During the 1910s, 20s, and 30s, universal schooling became a centerpiece of progressive reform efforts. It also became a rallying cry for a variety of conservative political forces—including nativist groups, the business right, the American legion, and even the Klan—who saw indoctrination in schools as a local manifestation of broader social conflicts over both labor politics and the country’s ethno-racial identity.
Indeed, conservative reaction to ongoing developments produced a proliferation of bills that concerned school instruction. One kind of bill, adopted by 43 states by 1931, required mandatory instruction in the Constitution. While these bills may not be identical to the Texas bill discussed above, they certainly rhyme. As one key proponent noted, the point of the bills was to establish a “uniformity of instruction” throughout the country focused on instilling patriotic devotion. The aim was to prevent socialist or progressive teachers at the local level from educating students to critically evaluate the Constitution or the principles of 1776. The purpose of education, according to the bills’ sponsors, was above all instilling loyalty in the established institutions and in American nationalism.
A second set of bills at the state level, which also proliferated during the 1910s and 20s, were concerned with English-only instruction. These bills went hand in hand with national origin quotas at the congressional level, which banned migration from Asia and Africa and dramatically constricted migration from southern and eastern Europe. After the enactment of these quotas, over 80 percent of the people who entered the country were from western and northern Europe, and the percentage of foreign-born people in the US would decline from 10-15% to just 5% over the course of the mid-20th century.
Why is it that school instruction became such a galvanizing site of white reactionary politics? And why did schools, in particular, become a space for cementing alliances between nativist groups, the business right, and even the second Klan of the 1920s—the latter as much an organization of the North and West as the South?

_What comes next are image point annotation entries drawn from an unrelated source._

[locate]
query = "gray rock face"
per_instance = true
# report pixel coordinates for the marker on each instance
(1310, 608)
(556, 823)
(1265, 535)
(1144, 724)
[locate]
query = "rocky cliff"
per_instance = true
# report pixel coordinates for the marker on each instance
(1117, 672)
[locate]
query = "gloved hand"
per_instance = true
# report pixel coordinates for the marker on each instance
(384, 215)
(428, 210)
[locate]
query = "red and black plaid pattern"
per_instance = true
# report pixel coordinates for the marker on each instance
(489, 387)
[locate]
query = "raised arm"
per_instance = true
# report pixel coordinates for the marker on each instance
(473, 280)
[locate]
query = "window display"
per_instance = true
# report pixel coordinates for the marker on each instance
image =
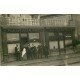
(12, 36)
(33, 35)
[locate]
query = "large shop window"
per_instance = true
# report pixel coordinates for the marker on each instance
(11, 47)
(12, 36)
(53, 45)
(51, 34)
(33, 35)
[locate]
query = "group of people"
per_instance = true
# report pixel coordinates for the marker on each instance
(31, 52)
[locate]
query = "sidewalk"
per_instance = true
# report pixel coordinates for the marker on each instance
(59, 59)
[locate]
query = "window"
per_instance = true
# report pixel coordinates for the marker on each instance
(8, 15)
(51, 34)
(12, 36)
(33, 35)
(11, 47)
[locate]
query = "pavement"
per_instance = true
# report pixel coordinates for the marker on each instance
(56, 60)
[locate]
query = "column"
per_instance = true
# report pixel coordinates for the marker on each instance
(5, 49)
(0, 47)
(59, 45)
(64, 43)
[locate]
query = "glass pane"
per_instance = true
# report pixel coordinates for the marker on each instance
(11, 47)
(53, 45)
(13, 36)
(33, 35)
(23, 34)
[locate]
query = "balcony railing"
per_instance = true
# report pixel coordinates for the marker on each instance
(52, 22)
(19, 22)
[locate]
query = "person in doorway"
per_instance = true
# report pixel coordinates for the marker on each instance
(17, 52)
(24, 54)
(28, 51)
(40, 51)
(45, 51)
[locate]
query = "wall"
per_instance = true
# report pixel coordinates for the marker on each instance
(0, 46)
(61, 20)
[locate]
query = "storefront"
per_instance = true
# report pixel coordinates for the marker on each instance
(54, 37)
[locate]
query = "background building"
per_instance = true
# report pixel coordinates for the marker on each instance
(55, 30)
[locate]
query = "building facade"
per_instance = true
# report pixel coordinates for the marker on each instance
(21, 29)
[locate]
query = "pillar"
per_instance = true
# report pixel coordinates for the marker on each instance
(0, 47)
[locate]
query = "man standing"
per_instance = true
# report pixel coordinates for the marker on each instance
(17, 52)
(45, 51)
(40, 51)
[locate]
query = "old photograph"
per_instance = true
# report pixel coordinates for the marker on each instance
(40, 39)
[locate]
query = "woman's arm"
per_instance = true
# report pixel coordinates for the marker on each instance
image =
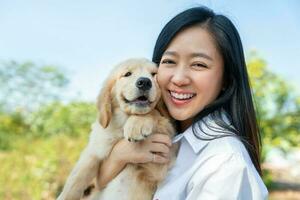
(125, 152)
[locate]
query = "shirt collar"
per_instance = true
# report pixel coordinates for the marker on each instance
(205, 132)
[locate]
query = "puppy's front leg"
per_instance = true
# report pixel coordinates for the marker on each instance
(81, 176)
(138, 128)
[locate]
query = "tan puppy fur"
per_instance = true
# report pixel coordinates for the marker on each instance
(123, 113)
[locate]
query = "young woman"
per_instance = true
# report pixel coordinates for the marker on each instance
(205, 86)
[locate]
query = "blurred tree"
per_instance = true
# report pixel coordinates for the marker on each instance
(73, 119)
(26, 86)
(277, 104)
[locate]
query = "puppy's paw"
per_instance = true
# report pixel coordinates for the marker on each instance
(136, 129)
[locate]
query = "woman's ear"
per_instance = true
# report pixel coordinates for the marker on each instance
(104, 103)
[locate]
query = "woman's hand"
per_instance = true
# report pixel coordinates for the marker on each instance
(155, 148)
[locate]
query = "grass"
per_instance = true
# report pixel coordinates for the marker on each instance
(37, 169)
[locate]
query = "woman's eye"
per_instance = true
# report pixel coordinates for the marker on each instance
(128, 74)
(167, 61)
(200, 65)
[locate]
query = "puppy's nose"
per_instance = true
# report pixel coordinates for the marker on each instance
(143, 83)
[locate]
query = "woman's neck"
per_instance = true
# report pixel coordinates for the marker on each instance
(183, 125)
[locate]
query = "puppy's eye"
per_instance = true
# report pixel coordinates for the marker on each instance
(127, 74)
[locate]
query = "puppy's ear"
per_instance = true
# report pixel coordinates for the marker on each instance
(162, 108)
(104, 103)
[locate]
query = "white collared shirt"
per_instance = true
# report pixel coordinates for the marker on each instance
(211, 170)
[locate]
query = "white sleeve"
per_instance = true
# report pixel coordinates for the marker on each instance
(226, 177)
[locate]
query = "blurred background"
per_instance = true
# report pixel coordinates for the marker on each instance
(54, 56)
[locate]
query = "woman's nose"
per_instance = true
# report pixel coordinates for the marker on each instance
(180, 77)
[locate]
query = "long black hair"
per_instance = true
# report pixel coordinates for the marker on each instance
(236, 97)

For each of these groups, there was an immediate power to talking about indoctrination in schools. Compared to abstract conversations about labor rights and the nature of regulation, the focus on schools allowed the business right to point to a creeping socialism—“government-run” schools—that had a direct effect on the capacity of families to control the terms of instruction of their own children. Similarly, for nativist groups, these bills provided a way of tapping into a mass constituency for their aims. Such laws identified a specific threat to an Anglo-European cultural identity—a threat that, through schooling, was turning children against parents, and in doing so, breaking the basic terms of traditionalist American society.